Miséria observada

Deitou-se em sua cama como quem despeja um saco de areia no chão depois de carregá-lo por caminhos montanhosos debaixo de um sol impetuoso, num espaço de tempo limitado pelas luas. A queda caoticamente orquestrada provocou apenas três movimentos molares no leito, musicados por rangidos de frequências sonoras estridentes, que reverberaram solenes no cubículo onde ele habitava.

Com as costas na cama ergueu a cabeça na direção dos pés para fitar por poucos segundo um televisor velho, uma geringonça estranha de tela cinzenta. Com o movimento precisamente reverso e calculadamente lento redespejou a cabeça pesada sobre o travesseiro de estopa, tentou fechar os olhos, como quem sonho ou recorda, os lábios cerrados não permitiam a noção externa de prazer ou pesar.

Virou-se de bruscamente de bruços, como se pudesse com aquele colchão feito de molas e trapos golpear contundentemente todo o seu corpanzil. Produziu de fato apenas mais movimentos molares seguidos por estridências reverberantes.

Segundos após debruçar-se sentiu junto com o primeiro tocar de pálpebras o peso de uma mão volumosa descendo ferozmente sobre o seu olho direito. Era a sua mão direita que ensandecida tentava violentar seu globo ocular também direito. Ele se viu então envolvido numa peleja estarrecedora em que seus dedos estupravam o seu olho, que contavam apenas com os movimentos do pescoço e das pálpebras por auxílio.

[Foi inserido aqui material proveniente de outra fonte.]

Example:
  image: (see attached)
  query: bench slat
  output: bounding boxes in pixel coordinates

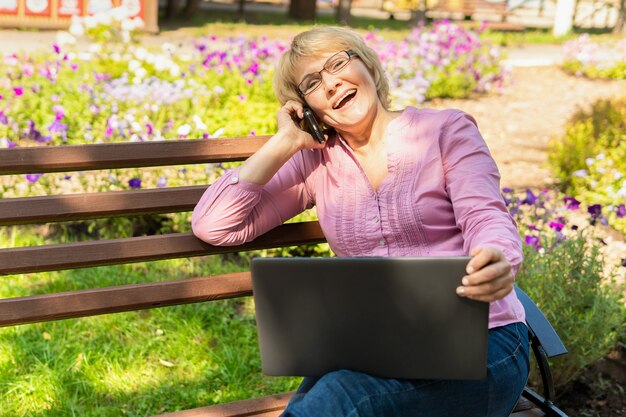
[0,136,269,175]
[0,272,252,327]
[159,392,293,417]
[0,221,325,275]
[0,185,207,226]
[153,392,545,417]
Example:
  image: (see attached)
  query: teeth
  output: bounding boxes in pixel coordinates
[333,90,355,109]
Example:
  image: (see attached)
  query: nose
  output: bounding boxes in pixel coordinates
[320,71,341,95]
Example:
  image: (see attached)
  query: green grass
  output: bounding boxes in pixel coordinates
[0,230,299,417]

Sentia como se uma agulha aquecida e aguda transpassasse a sua massa encefálica, dor responsável pelo enrijecimento dos seus nervos e perda total da sensibilidade de todo o resto do corpo ausente no embate, que minutos depois já empapava o lençol de sangue e suor. Apesar de tudo ele não conseguia gritar, perturbava-se muito mais ao ver-se gargalhar, numa crise de riso inacessível ao seu vago entendimento.

Acordou sem lembrar que dormira, e sentiu o controle do corpo e da mão direita que se apresentou ante ao rosto, portando em sua palma o globo ocular direito, visto insalubremente pelo esquerdo. Então por impeto guiou com o polegar e anelar direito a esfera óptica pelo seu corpo, logo tocando-o, e com movimentos mais intensos passou a esfregar contra o tórax, depois na virilha, nuca, pernas, até que o globo se dissolvesse numa textura gosmenta de cor pálida.

Após revestir-se daquele fluído, como o feto é revestido pelo líquido amniótico, viu os primeiros raios solares que adentravam o recinto por frestas entre as paredes. Soube que não mais tornaria a sair para transitar entre montanhas.